Рандаль слегка пожал плечами и не удостоил дальнейшими вопросами Леонарда, этого самоучку-крестьянина. Он сел на диван и вступил с Борлеем в жаркий разговор по поводу одного политического вопроса, который в ту пору составлял спорный пункт Между двумя сильными парламентскими партиями. Это был предмет, в котором Борлей обнаружил свои обширные познания, между тем как Рандаль, не соглашаясь, по видимому, с мнением Борлея, в свою очередь, выказал свою ученость и необыкновенное уменье поддерживать состязание.
Разговоре продолжался более часа.
– Я не могу вполне согласиться с вами, сказал Рандаль, прощаясь: – впрочем, вы, вероятно, позволите мне еще раз повидаться с вами. Можете ли вы принять меня завтра в эту же пору?
– Без всякого сомнения, отвечал Борлей.
Молодой джентльмен помчался в своем кабриолете. Леонард долго следил за ним из окна.

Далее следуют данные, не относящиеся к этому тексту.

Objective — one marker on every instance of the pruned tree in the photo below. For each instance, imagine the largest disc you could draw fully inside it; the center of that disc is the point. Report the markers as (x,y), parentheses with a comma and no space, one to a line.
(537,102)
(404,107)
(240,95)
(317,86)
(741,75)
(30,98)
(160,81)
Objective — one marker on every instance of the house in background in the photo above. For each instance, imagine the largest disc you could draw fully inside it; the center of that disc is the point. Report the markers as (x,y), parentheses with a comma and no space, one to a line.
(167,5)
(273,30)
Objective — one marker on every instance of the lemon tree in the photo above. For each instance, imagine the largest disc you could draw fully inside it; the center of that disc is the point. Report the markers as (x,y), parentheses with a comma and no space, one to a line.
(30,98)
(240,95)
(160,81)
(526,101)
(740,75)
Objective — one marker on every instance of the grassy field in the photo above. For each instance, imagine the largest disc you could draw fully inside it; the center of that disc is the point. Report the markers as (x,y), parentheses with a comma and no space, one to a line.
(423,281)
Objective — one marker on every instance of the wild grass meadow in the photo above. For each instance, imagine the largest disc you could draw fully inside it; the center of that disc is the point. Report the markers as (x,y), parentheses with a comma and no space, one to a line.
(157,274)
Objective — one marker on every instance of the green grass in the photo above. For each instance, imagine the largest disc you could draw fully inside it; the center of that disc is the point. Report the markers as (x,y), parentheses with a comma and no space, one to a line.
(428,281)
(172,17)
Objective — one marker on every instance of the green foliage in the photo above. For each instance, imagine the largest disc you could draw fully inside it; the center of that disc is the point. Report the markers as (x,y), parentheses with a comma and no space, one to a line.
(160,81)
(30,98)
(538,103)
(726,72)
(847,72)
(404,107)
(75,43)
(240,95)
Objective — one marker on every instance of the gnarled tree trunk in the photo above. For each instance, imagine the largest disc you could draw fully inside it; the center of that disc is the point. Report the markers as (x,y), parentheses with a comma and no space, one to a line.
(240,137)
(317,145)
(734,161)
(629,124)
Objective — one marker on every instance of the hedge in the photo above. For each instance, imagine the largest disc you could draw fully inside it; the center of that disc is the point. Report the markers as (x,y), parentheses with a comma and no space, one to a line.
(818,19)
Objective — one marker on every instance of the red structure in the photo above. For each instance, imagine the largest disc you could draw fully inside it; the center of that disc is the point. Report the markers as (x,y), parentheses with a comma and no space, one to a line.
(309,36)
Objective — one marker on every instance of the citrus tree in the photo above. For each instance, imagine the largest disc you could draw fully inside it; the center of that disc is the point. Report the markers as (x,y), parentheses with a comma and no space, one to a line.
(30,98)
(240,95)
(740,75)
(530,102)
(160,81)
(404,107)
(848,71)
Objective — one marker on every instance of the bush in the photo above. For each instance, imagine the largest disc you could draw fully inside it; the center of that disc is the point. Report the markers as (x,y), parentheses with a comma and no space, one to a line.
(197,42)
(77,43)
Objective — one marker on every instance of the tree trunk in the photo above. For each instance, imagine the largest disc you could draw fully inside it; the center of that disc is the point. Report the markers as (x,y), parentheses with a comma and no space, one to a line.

В течение пяти последующих дней Рандаль являлся к Борлею аккуратно в одни и те же часы и вместе с ним рассматривал спорный предмет со всех возможных точек зрения. На другой день после этого прения Борлей до такой степени заинтересовался им, что должен был посоветоваться с своими любимыми авторитетами, освежить свою память и даже проводить по нескольку часов в день в Библиотеке Британского Музеума.
На пятый день Борлей истощил все, что только можно было сказать с его стороны по этому предмету.
Во время ученых состязаний Леонард сидел в стороне, углубленный, по видимому, в чтение и в душе мучимый досадой, по тому поводу, что Рандаль не хотел обратить внимания на его присутствие. И действительно, этот молодой джентльмен, в своем необъятном самоуважении, и углубленный совершенно в свои честолюбивые планы, не хотел допустить даже мысли, что Леонард когда нибудь станет выше своего прежнего состояния, и считал ею ни более, ни менее, как за поденьщика или подмастерья мистера Борлея. Но самоучки всегда бывают самыми проницательными наблюдателями, и процесс наблюдения совершается у них необыкновенно быстро. Леонард заметил, что Рандаль, рассуждая о предмете, имел в виду не особенное к тому расположение, но какую-то скрытную цель, и что когда он встал и сказал: «мистер Борлей, вы окончательно убедили меня», то это сказано было не с скромностью человека, который чистосердечно считает себя убежденным, но с торжеством человека, который успел достичь желаемой цели. Между прочим, наш незамеченный и безмолвный слушатель до такой степени поражен был способностью Борлея подводит свои доказательства под общие правила и обширным пространством, занимаемым его познаниями, что когда Рандаль вышел из комнаты, Леонард взглянул на неопрятного, беспечного человека и громко сказал:
– Да, теперь и я согласен, что знание не есть сила»
– Само собою разумеется, отвечал Борлей, сухо: – это, по-моему, самая ничтожная вещь в мире.
– Знание есть сила, произнес Рандаль Лесли, садясь в кабриолет, с самодовольной улыбкой.
Спустя несколько дней после этого последнего свидания появилась небольшая брошюра, которая, несмотря на то, что не была подписана именем автора, наделала в городе много шуму. Предмет её содержания был тот же самый, о котором так долго рассуждали Рандаль и Борлей. Наконец заговорили о ней и газеты, и в одно прекрасное утро Борлей был приведен в крайнее изумление неожиданным открытием.